Previous mutational assays able to identify rare random spontaneous mutations have ultimately been restricted to model systems. Although tissue culture and transgenic animal systems are powerful tools for identifying potential mutagens, they cannot accurately predict mutagenesis in humans. To permit the measurement of rare random mutation in human tissues, we developed the Random Mutation Capture (RMC) assay. The RMC assay is >100-fold more sensitive than previous methods that employ genomic selection, permits analysis of a large number of nucleotides, and can identify one mutant base pair among 109 wild-type base pairs.
It was with the development of this new technology that we were first able to provide the most convincing evidence to date for existence of a mutator phenotype in human cancers, a hypothesis proposed more than 30 years prior.
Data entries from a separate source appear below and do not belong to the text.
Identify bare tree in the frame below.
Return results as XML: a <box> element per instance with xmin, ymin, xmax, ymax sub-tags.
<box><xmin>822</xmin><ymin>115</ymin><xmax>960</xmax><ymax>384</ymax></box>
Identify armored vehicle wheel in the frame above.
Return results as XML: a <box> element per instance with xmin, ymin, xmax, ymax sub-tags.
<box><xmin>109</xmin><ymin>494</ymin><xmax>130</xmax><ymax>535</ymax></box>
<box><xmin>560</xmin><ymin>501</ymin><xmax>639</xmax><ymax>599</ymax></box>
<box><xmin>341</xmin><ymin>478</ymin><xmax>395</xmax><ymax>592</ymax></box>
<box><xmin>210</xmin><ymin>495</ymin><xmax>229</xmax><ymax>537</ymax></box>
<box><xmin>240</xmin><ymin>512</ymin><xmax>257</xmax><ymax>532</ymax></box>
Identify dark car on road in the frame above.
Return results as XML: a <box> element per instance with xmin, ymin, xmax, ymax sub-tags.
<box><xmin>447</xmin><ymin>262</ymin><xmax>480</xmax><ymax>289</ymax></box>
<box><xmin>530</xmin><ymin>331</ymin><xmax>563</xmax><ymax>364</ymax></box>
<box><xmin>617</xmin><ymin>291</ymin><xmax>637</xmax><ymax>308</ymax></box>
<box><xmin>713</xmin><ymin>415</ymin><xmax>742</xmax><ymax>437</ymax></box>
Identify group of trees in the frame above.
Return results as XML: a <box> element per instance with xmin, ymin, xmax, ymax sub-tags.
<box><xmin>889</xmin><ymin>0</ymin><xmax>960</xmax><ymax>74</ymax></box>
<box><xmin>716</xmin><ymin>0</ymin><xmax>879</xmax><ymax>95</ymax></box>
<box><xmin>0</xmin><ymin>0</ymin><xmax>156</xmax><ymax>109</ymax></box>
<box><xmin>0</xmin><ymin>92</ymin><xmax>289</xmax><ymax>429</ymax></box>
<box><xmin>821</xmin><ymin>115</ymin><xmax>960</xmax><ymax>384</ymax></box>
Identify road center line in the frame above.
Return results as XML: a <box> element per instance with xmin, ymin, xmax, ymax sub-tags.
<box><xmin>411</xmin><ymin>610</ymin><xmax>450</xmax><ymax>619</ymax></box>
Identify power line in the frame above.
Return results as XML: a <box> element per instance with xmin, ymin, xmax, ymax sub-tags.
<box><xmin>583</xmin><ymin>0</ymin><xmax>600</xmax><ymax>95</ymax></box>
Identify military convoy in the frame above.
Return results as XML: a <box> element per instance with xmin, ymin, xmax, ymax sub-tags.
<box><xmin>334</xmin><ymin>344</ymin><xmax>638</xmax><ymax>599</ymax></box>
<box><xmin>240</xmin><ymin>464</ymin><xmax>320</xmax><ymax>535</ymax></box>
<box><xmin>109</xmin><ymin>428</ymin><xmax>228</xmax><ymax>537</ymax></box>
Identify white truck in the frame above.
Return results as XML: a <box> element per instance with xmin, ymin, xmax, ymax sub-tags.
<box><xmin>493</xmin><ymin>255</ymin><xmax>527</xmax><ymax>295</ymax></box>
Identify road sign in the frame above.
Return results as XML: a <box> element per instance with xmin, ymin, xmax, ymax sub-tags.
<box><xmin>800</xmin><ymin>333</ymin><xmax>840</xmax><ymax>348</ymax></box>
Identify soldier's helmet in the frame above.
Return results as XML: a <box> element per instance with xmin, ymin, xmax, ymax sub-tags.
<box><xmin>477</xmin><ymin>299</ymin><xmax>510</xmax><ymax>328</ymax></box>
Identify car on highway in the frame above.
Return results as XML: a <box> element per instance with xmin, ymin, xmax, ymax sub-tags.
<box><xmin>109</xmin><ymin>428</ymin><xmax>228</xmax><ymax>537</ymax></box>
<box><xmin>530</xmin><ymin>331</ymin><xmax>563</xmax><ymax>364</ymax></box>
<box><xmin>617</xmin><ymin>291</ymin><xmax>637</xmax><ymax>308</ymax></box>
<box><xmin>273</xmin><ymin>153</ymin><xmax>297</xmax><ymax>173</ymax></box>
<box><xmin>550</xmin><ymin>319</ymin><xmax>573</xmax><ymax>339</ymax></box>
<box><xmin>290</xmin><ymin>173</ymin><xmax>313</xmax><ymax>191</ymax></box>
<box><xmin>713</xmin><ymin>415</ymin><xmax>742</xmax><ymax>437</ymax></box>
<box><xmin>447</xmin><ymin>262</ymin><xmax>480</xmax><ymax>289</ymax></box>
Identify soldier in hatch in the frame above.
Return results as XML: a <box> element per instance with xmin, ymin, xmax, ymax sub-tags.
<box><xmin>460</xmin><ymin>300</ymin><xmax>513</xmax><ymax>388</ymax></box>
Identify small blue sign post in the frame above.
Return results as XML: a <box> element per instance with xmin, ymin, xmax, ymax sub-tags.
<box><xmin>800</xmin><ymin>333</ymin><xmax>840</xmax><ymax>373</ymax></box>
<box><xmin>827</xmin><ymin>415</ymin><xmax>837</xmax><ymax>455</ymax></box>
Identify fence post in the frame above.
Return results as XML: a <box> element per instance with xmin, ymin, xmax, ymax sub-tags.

Although this assay was initially developed to study point mutation accumulation in the nuclear genome, we have since adapted it to resolve mitochondrial mutations and increased its resolution and throughput by “digitizing” the assay to more sensitively monitor base substitution and deletion mutations (Figure 1). This has allowed us to redefine the relationship among mitochondrial mutagenesis, cancer and aging.
For example, we recently demonstrated two surprising phenomena: 1) far fewer mitochondrial mutations arise in tumors than in normal healthy tissue, and 2) mitochondrial DNA exhibits mutagenic resistance to DNA-damaging agents.